São Paulo, 31 de agosto de 1908

Euclides,

Enfim posso escrever-te, e mandar-te, dos Poemas e canções, os versos que não fazem parte da Rosa, rosa de amor… Quer dizer: o livro compor-se-á dessas 160 páginas de versos, que vão, e da Rosa, rosa de amor

Como te mandei dizer, o prefácio irá com numeração romana, e em tipo diferente. Uma parte da edição é em papel de linho português – e está bonita; outra, no papel de que te envio a amostra.

Agora, uma explicação:

Estava, dia a dia, à espera da tipografia, em cujas promessas sempre falhar me fiava; e por isso deixei, de dia para dia, o escrever-te em resposta aos teus três cartões, que recebi, e à carta ao Pujol, que ele logo que a recebeu me mandou mostrar. Pelas constantes promessas da tipografia, há mais de oito dias devia ter eu o exemplar parcial que só hoje te posso remeter.

– Chamo a tua atenção para o seguinte: não adotei no livro a ortografia da Academia por inteiro. Adotei algumas de suas regras, e não outras, como explicarei em nota acrescentada ao livro.

Tenho esperança de que o livro te satisfará. Chamo a tua atenção para o pequeno poema “Fugindo ao cativeiro”,[1] que se funda em dois episódios históricos, e no qual tenho grande confiança. Deu-se em 1887, na Serra de Santos, o combate entre a escolta e um dos negros fugidos, que resistiu, à foice – e morreu batendo-se, e matando um soldado. O fugitivo chama-se Pio; e, pela autópsia, se verificou que não ingeria alimento algum havia três dias… Não há, portanto, fantasia naquele poemeto, que será objeto de uma ; isto é, não há fantasia quanto ao assunto.

Do amigo velho

Vicente


 

Coleção Giuseppe Baccaro / IMS


[1] […]

“Destaca-se do grupo um fugitivo.
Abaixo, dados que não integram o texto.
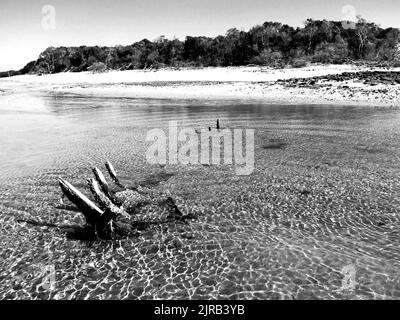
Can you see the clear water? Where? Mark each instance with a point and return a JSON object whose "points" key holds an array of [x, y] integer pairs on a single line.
{"points": [[324, 198]]}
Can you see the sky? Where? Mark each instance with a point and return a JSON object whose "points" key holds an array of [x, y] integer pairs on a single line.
{"points": [[27, 27]]}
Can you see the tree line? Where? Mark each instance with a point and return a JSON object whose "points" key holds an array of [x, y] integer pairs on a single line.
{"points": [[270, 44]]}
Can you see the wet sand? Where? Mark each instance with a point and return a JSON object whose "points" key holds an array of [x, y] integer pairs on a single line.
{"points": [[239, 83]]}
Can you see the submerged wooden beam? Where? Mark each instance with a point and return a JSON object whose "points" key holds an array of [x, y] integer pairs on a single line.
{"points": [[102, 181], [91, 212]]}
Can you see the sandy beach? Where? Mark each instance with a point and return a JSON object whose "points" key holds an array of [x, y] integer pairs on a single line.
{"points": [[232, 83]]}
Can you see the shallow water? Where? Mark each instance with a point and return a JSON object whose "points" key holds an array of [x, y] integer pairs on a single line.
{"points": [[323, 200]]}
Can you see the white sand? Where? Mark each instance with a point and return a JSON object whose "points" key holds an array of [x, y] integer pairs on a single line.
{"points": [[249, 83]]}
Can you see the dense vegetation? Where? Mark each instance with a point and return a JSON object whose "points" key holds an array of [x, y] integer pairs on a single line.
{"points": [[271, 44]]}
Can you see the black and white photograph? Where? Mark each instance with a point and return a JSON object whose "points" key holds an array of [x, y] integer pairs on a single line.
{"points": [[205, 150]]}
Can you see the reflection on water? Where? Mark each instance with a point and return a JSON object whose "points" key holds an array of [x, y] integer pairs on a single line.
{"points": [[327, 200]]}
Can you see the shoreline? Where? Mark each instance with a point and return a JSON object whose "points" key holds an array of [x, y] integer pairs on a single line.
{"points": [[252, 84]]}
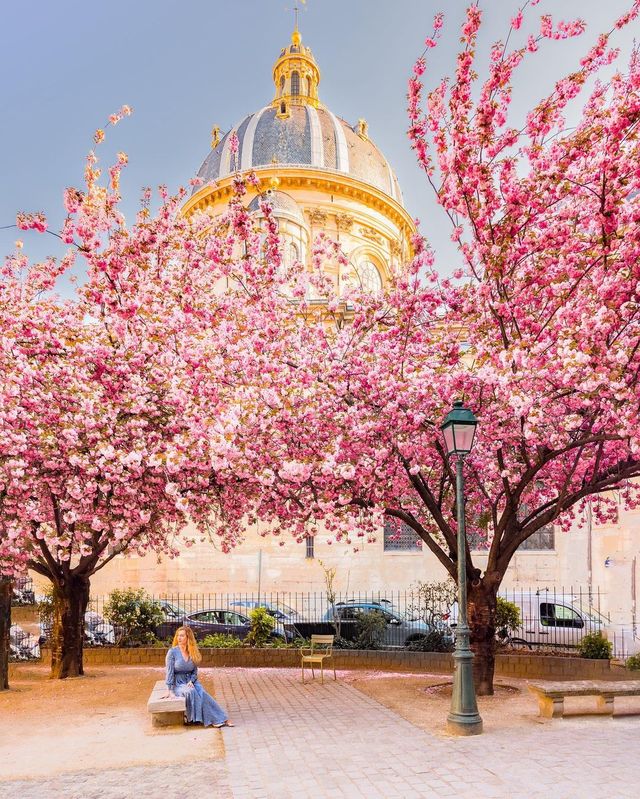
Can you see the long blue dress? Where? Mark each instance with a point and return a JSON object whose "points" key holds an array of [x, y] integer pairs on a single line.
{"points": [[200, 705]]}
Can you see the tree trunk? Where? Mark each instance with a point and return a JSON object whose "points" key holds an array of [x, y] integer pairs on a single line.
{"points": [[5, 624], [70, 600], [482, 606]]}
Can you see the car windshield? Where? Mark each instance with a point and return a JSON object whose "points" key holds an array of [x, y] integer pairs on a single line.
{"points": [[593, 614]]}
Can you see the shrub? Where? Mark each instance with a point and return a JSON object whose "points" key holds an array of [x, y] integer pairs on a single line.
{"points": [[507, 615], [343, 643], [435, 641], [220, 641], [134, 616], [633, 663], [262, 625], [370, 630], [595, 646]]}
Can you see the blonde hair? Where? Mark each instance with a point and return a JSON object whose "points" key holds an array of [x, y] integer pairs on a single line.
{"points": [[192, 646]]}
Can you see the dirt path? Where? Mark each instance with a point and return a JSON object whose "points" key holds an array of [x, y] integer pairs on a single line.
{"points": [[52, 727]]}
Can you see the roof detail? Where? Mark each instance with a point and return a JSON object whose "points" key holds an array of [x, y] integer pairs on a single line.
{"points": [[308, 137], [282, 203]]}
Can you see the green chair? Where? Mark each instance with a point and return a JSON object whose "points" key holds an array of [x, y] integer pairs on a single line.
{"points": [[321, 649]]}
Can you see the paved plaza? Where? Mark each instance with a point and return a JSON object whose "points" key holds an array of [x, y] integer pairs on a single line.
{"points": [[332, 741]]}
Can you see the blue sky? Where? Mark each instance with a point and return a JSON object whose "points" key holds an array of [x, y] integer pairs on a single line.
{"points": [[187, 65]]}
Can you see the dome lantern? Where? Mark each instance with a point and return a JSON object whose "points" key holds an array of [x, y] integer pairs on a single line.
{"points": [[296, 77]]}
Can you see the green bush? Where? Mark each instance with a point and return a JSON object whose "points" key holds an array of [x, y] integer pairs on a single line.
{"points": [[220, 641], [507, 615], [343, 643], [595, 646], [262, 625], [370, 630], [435, 641], [134, 616], [633, 663]]}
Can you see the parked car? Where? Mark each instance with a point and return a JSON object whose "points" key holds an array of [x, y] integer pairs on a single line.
{"points": [[560, 620], [278, 610], [285, 616], [399, 631], [23, 645], [172, 612], [97, 631], [212, 621]]}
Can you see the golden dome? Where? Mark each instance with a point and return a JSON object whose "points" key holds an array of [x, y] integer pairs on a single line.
{"points": [[296, 76]]}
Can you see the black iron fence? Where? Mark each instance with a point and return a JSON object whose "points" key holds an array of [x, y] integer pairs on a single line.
{"points": [[547, 619], [22, 592]]}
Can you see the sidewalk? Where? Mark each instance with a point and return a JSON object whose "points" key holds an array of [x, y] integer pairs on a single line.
{"points": [[333, 742]]}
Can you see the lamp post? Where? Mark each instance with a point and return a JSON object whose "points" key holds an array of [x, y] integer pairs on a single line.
{"points": [[459, 430]]}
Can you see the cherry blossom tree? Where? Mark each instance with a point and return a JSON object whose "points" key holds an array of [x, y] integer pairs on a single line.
{"points": [[537, 331], [115, 415]]}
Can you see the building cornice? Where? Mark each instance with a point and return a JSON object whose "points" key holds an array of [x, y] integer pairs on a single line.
{"points": [[296, 177]]}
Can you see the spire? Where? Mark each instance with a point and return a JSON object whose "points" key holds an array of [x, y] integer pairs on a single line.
{"points": [[296, 75]]}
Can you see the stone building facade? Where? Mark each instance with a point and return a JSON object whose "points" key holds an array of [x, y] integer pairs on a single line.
{"points": [[326, 175]]}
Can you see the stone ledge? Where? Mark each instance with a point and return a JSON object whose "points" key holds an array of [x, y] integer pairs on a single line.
{"points": [[527, 666]]}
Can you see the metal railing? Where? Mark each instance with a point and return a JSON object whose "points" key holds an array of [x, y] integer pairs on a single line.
{"points": [[550, 619]]}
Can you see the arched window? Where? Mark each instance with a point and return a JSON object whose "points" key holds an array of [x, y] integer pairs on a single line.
{"points": [[369, 275], [294, 254]]}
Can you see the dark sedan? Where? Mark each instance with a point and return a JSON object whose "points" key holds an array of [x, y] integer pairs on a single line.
{"points": [[209, 622]]}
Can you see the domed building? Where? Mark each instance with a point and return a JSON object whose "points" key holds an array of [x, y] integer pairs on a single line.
{"points": [[322, 175], [326, 175]]}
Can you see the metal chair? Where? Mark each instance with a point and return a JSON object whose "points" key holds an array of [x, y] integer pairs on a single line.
{"points": [[321, 649]]}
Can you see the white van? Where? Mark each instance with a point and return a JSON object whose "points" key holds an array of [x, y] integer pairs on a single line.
{"points": [[562, 620]]}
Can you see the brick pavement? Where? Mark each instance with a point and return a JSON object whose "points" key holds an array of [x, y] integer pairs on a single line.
{"points": [[333, 742]]}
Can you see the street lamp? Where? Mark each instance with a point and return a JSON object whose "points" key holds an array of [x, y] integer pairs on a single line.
{"points": [[459, 430]]}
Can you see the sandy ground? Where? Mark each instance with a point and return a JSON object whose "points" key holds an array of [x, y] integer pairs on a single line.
{"points": [[56, 726], [425, 700], [50, 727]]}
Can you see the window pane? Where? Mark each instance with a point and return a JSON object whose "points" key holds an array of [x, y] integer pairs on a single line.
{"points": [[398, 536], [370, 279], [310, 547]]}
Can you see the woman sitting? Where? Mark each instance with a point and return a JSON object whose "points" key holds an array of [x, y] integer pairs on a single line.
{"points": [[182, 680]]}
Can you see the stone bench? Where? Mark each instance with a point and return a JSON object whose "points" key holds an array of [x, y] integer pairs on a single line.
{"points": [[165, 711], [551, 695]]}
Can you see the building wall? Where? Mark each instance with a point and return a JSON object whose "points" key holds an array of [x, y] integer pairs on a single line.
{"points": [[268, 564]]}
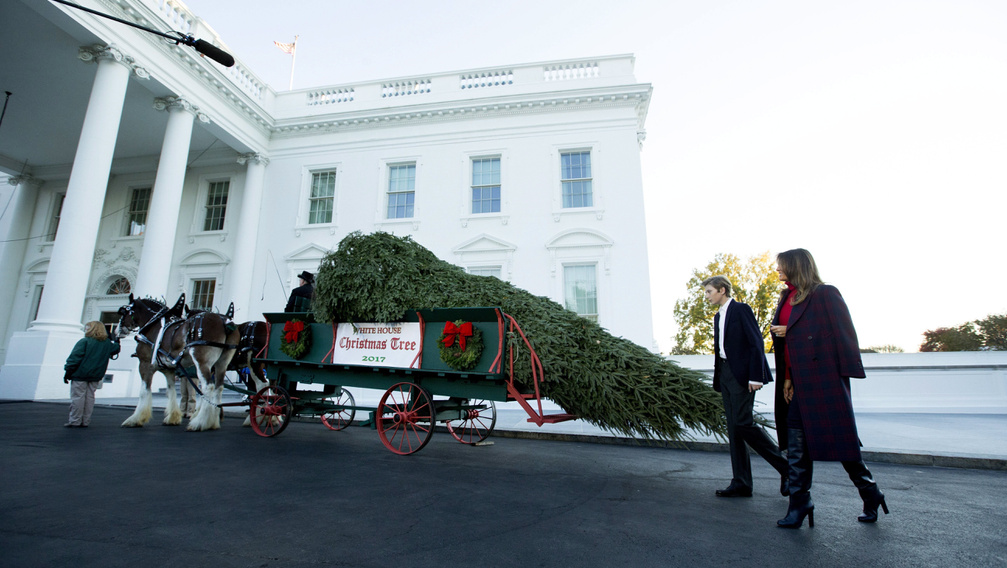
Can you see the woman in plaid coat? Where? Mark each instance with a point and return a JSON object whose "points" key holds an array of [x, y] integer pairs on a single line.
{"points": [[817, 353]]}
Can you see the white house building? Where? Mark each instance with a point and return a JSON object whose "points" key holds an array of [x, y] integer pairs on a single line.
{"points": [[137, 165]]}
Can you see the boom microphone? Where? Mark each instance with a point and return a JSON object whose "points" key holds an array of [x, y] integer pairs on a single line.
{"points": [[202, 46], [213, 52]]}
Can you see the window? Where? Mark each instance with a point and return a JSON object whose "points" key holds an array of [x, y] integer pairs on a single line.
{"points": [[37, 301], [401, 190], [202, 293], [217, 205], [322, 196], [136, 219], [581, 291], [485, 185], [485, 271], [50, 235], [575, 176], [120, 286]]}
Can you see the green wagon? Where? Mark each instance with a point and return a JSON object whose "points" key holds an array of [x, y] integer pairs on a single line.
{"points": [[404, 360]]}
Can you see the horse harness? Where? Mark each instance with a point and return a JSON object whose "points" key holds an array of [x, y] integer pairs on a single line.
{"points": [[162, 359]]}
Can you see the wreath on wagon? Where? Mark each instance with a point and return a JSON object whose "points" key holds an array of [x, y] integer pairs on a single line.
{"points": [[296, 339], [460, 344]]}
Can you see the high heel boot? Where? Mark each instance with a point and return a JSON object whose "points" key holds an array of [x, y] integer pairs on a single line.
{"points": [[800, 463], [869, 491]]}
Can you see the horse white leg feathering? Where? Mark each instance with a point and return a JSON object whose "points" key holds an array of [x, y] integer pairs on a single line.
{"points": [[172, 414], [206, 416], [143, 408]]}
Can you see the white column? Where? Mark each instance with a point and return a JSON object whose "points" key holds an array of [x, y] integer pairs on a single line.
{"points": [[74, 250], [248, 232], [162, 220], [14, 235]]}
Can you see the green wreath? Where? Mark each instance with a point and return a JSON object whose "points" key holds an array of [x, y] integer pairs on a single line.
{"points": [[296, 339], [460, 344]]}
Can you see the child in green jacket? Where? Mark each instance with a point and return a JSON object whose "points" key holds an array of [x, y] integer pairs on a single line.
{"points": [[85, 367]]}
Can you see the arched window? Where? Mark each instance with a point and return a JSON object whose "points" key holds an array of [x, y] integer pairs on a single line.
{"points": [[120, 286]]}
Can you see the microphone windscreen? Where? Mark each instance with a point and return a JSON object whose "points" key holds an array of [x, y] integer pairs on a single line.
{"points": [[213, 52]]}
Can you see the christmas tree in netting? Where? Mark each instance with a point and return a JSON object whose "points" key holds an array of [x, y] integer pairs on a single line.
{"points": [[607, 381]]}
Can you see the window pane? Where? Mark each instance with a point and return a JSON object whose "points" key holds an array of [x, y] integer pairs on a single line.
{"points": [[575, 176], [401, 190], [202, 293], [321, 201], [217, 205], [581, 294], [485, 185], [54, 222]]}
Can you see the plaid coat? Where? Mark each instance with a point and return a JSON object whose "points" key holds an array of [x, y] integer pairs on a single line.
{"points": [[825, 353]]}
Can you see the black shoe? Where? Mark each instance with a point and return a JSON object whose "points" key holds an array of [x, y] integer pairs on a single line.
{"points": [[732, 490], [801, 507], [873, 498]]}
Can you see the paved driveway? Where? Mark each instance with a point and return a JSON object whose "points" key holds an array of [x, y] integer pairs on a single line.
{"points": [[108, 496]]}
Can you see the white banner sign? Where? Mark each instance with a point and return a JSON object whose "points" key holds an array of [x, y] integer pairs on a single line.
{"points": [[378, 344]]}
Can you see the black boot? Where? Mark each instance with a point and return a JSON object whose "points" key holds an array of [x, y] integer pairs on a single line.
{"points": [[869, 491], [800, 463]]}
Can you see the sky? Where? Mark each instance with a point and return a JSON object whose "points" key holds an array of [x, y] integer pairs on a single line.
{"points": [[871, 133]]}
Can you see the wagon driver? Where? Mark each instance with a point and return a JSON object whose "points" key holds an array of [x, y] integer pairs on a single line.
{"points": [[300, 297]]}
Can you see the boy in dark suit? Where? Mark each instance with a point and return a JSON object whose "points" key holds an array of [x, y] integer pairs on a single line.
{"points": [[739, 370]]}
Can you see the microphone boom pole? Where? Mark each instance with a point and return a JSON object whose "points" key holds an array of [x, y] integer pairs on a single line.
{"points": [[202, 46]]}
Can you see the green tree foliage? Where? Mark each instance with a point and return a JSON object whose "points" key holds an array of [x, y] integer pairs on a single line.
{"points": [[989, 333], [753, 282], [607, 381]]}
Lança
Em torno um longo olhar tranquilo, de esperança,
E diz aos companheiros:

‘Fugi, correi, saltai pelos despenhadeiros;
A várzea está lá em baixo, o Jabaquara é perto…
Deixai-me aqui sozinho.
Eu vou morrer, decerto…
Vou morrer combatendo e trancando o caminho.A morte assim me agrada:
Eu tinha de voltar p’ra conservar-me vivo…
E é melhor acabar na ponta de uma espada
Do que viver cativo’”.

 

Manuel Bandeira, organizador da Antologia dos poetas brasileiros da fase parnasiana, identificou “força épica” em “Fugindo ao cativeiro”. Para ele, o livro Poemas e canções “veio revelar um quarto mestre em nada inferior aos outros, e a certos aspectos mesmo superior – mais vário, mais completo, mais natural, mais comovido”.